The patient was admitted to a hospital in Hobart, Australia's mostly southerly city, after he had travelled aboard an icebreaker 4,800 kilometers (3,000 miles) through rough and ice-jammed seas from Australia's Davis Station on the coast of Princess Elizabeth Land, the Australian Antarctic Division said in a statement.
The division's chief medical officer Jeff Ayton said the patient was transferred by ambulance from the icebreaker, Aurora Australis, to the Royal Hobart Hospital where he remained in serious but stable condition.
"He will require ongoing medical treatment, but we are very pleased he has traveled well over the past couple of weeks and his condition has not deteriorated," Ayton said in a statement.
Authorities have released no personal details about the man, who is a tradesman. They have not revealed the nature of his medical emergency, other than to say it was not the result of an accident.
The man arrived at the Australian base in November and was supposed to spend the approaching southern winter there.

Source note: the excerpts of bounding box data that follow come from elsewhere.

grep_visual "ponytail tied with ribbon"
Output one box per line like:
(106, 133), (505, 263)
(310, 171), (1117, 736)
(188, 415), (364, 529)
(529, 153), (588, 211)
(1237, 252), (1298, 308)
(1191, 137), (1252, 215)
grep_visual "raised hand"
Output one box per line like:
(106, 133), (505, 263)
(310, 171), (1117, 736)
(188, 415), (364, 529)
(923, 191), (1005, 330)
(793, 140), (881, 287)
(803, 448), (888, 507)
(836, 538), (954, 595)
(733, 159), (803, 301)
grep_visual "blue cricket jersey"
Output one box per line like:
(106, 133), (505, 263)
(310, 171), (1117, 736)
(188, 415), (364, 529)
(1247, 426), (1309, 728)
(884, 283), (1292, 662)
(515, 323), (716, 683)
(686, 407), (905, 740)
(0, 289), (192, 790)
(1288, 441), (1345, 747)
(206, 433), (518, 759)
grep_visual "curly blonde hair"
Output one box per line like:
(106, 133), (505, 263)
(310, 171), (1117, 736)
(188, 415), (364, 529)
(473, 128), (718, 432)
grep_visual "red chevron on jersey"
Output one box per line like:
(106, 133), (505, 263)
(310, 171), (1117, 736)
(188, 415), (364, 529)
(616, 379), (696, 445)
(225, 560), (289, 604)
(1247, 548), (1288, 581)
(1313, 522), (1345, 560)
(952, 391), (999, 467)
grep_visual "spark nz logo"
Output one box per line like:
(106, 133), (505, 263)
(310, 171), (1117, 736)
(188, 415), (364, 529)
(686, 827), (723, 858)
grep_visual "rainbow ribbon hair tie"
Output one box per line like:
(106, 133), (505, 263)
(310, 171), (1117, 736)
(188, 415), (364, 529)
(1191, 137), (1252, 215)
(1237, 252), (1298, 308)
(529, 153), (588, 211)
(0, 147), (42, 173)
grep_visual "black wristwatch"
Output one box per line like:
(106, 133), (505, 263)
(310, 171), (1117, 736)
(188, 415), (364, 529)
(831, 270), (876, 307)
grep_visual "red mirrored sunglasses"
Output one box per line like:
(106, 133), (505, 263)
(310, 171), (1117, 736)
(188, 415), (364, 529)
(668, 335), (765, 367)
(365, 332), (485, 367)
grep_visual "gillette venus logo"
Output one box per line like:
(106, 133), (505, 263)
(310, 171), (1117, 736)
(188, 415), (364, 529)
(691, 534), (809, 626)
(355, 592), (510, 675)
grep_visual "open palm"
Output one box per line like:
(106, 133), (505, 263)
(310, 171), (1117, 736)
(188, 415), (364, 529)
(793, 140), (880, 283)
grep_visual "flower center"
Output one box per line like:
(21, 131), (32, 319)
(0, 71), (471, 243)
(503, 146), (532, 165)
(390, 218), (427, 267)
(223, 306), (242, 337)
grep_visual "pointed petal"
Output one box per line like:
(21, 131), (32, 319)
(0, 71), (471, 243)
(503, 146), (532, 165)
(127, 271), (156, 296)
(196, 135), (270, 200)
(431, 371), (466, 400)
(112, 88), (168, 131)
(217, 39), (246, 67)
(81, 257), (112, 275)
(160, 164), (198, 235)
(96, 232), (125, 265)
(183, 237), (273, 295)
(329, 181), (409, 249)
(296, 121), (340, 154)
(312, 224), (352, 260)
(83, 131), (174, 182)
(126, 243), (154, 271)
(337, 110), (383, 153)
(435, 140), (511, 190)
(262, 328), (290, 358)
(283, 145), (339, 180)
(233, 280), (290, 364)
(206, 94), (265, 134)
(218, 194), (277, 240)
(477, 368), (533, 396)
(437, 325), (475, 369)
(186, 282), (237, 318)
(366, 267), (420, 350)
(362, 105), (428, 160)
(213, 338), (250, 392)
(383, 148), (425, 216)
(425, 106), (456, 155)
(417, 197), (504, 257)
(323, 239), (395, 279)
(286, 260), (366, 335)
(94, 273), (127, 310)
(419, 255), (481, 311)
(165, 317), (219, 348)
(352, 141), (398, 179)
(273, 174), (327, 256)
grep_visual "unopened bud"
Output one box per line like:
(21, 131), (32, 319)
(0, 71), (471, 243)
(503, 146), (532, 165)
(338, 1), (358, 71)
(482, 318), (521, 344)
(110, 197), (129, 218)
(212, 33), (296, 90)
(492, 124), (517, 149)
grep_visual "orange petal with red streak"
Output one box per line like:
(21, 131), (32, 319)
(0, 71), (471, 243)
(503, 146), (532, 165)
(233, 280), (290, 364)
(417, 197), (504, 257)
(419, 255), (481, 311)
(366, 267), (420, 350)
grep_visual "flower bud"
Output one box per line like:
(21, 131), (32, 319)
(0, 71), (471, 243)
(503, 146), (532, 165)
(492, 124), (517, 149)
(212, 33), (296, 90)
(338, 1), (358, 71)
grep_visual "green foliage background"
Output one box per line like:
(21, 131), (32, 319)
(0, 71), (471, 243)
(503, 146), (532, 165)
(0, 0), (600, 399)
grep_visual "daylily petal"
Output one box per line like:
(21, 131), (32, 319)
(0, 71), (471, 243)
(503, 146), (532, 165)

He became ill on March 18 only days after the Aurora Australis had resupplied the station and begun its voyage back to Hobart.
When the icebreaker returned to the station, officials had to wait for a break in snow showers so that the patient could be flown across sea ice on March 22, the statement said.
The icebreaker rolled heavily in swells up to 7 meters (23 feet) and winds gusting at 110 kilometers (70 miles) per hour while navigating the treacherous Antarctic Ocean toward Hobart, the statement said.
The patient was cared for by the ship's doctor with the help of distant specialists using telecommunications equipment designed for remote medical examinations, the statement said.